Patriarchat
Aus dem Gefühl heraus, minderwertig zu sein, ist die Selbstverständlichkeit geboren, sich zu nehmen, was Ihr wollt. Es ist zu einer latenten Normalität geworden, dass Ihr Eure körperliche Überlegenheit einsetzt, um eine scheinbare, fragile Machtposition zu besetzen.
Der Erste zu sein, der Stärkste zu sein, der Reichste zu sein, der Potenteste zu sein, der Schlauste, der Mächtigste… Wir Frauen haben im Laufe der Jahrtausende gelernt, dass wir körperlich zwar unterlegen sind, aber nutzen unsere Schlupflöcher, um uns in der Welt zu positionieren. Entweder geschickt durch euch, ohne Euer Wissen, oder ohne Euch und dennoch in Angst lebend.
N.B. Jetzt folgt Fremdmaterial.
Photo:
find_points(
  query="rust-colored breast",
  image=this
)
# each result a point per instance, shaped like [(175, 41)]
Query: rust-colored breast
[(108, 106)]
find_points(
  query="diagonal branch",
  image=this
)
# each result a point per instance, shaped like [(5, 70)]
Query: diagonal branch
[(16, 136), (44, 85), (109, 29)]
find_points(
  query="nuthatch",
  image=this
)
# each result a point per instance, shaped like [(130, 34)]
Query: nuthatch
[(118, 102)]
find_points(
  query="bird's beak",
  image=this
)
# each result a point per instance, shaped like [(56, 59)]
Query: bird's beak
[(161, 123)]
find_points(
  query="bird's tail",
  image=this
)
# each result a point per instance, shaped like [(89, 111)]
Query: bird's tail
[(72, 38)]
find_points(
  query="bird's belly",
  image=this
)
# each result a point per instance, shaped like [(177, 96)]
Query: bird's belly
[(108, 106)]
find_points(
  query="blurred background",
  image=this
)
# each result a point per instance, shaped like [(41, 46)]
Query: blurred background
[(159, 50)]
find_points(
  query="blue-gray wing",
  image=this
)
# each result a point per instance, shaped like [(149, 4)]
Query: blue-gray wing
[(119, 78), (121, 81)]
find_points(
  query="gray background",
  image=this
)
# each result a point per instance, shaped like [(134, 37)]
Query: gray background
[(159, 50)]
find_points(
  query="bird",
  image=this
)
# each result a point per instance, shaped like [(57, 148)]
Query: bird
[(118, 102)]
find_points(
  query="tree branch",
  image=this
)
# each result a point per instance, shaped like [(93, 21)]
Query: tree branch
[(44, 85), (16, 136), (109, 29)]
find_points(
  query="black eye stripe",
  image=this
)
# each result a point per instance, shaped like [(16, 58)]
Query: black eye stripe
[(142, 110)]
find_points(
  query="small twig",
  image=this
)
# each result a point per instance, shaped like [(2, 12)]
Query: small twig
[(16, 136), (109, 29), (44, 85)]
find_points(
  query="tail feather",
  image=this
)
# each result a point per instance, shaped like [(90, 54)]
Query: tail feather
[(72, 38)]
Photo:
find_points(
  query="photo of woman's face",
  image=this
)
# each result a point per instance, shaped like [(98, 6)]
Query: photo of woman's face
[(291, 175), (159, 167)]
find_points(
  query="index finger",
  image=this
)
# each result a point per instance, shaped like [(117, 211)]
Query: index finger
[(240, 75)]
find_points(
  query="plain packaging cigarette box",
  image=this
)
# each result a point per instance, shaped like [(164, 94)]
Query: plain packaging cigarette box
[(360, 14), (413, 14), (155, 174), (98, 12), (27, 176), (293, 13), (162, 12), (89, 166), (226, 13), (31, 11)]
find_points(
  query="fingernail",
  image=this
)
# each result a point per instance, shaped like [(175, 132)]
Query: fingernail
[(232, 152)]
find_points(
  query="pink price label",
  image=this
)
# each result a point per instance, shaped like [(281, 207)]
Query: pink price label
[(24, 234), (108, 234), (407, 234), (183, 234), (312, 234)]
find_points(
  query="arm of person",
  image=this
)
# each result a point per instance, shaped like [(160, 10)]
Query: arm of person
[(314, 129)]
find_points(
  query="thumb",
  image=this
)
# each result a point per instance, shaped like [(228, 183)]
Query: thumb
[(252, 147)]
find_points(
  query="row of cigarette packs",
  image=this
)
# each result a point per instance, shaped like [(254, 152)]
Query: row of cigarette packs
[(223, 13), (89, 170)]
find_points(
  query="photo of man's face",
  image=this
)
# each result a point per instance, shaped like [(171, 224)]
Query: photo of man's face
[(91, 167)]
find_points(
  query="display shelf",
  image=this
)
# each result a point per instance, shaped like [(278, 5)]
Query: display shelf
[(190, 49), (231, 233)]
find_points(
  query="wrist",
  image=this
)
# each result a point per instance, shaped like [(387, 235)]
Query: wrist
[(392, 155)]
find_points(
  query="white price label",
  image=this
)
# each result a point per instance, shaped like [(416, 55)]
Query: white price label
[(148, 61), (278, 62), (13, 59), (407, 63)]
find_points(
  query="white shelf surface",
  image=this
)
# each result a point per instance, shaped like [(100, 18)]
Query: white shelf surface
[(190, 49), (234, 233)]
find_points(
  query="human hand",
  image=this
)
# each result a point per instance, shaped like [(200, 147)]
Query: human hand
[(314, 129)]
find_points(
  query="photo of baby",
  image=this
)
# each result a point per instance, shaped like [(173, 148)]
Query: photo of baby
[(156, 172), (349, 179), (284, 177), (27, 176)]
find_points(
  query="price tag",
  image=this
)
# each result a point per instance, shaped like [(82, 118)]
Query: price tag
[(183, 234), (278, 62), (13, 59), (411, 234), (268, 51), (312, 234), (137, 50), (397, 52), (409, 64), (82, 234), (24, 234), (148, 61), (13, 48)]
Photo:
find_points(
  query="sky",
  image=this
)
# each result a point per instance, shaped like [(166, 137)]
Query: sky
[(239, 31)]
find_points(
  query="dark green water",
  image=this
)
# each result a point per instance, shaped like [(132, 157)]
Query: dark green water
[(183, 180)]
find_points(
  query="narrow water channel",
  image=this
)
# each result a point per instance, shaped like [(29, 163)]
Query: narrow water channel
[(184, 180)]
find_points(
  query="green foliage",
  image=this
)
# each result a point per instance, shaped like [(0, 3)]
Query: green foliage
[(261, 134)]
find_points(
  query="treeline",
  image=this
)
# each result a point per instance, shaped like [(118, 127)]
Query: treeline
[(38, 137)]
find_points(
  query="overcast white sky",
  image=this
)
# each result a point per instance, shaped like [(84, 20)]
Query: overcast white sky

Wir sollen nach Eurer Ansicht nach hinnehmen… dabei stillschweigend, anmutig, immer reizvoll und demütig. Hinnehmen… welches Recht der Welt besitzt Ihr, um Euch auf eine Position zu setzen, so etwas bestimmen zu können? Ihr nehmt, Ihr erwartet, Ihr verletzt, Ihr tötet, Ihr ängstigt, Ihr demütigt, Ihr erpresst… mit einer Genugtuung, die im extremen Gegensatz dazu steht, wie Ihr selbst behandelt werden wollt, oder es akzeptieren würdet.
Auf Grund gekränktem Stolzes wurden Kriege geführt. Kriege!! Und kränkt selbst unaufhörlich den Stolz der Frauen! Hat das jemals einen Krieg ausgelöst? Nein, denn es ist Eure unangebrachte Selbstverständlichkeit.
Die Selbstverständlichkeit, die Ihr euch selbst zugewiesen habt, um nicht zu fühlen, wie viel Zweifel, Schmerz, Einsamkeit, Opfertum und Minderwertigkeit in euch steckt. Um genannte Minderwertigkeit zu überlagern, schändet ihr Körper und Seelen. Ihr stecht mit Gewalt in den Schoß einer Frau! Wie Ihr dadurch Eure eigene Schwäche darlegt, ist Euch nicht bewusst.
Das ist für mich das widerlichste Verbrechen an der Weiblichkeit!
Weil Ihr nicht in der Lage seid, euch selbst auszuhalten oder überhaupt zu halten, muss der zarte Frauenleib zerstochen und zerrissen werden.
Was für ein Hohn und himmelsschreiender Widerspruch. Denn, was Ihr eigentlich ersehnt, ist Liebe und Wärme von Mama – Schoß, Geborgenheit, Wärme.
Und genau das zerstört Ihr bei Anderen als Synonym für Eure eigenen, unzähligen Mängel.
Dann besteht in Euch die selbstgefällige Erwartung, dass Euch aus diesem Schoß ein Kind geschenkt wird, welches Euch lieben, (ver)ehren und achten soll! Achten… Achet Ihr die Mutter, die erste geschändet und dann unter Schmerzen Eurem Kind das Leben geschenkt habt? Das ist keine Achtung. Das ist Selbstverherrlichung in höchstem Maße. Und es wird etwas erwartet und gefordert, was Ihr mit Genugtuung anderen verwehrt… Wozu Ihr selbst nicht in der Lage seid.
Patriarchat fußt auf Gewalt, obwohl Ihr das Gegenteil ersehnt. Euch werden täglich dafür liebevoll die Hände entgegengestreckt. Aber sie ergreifen müsst Ihr selbst.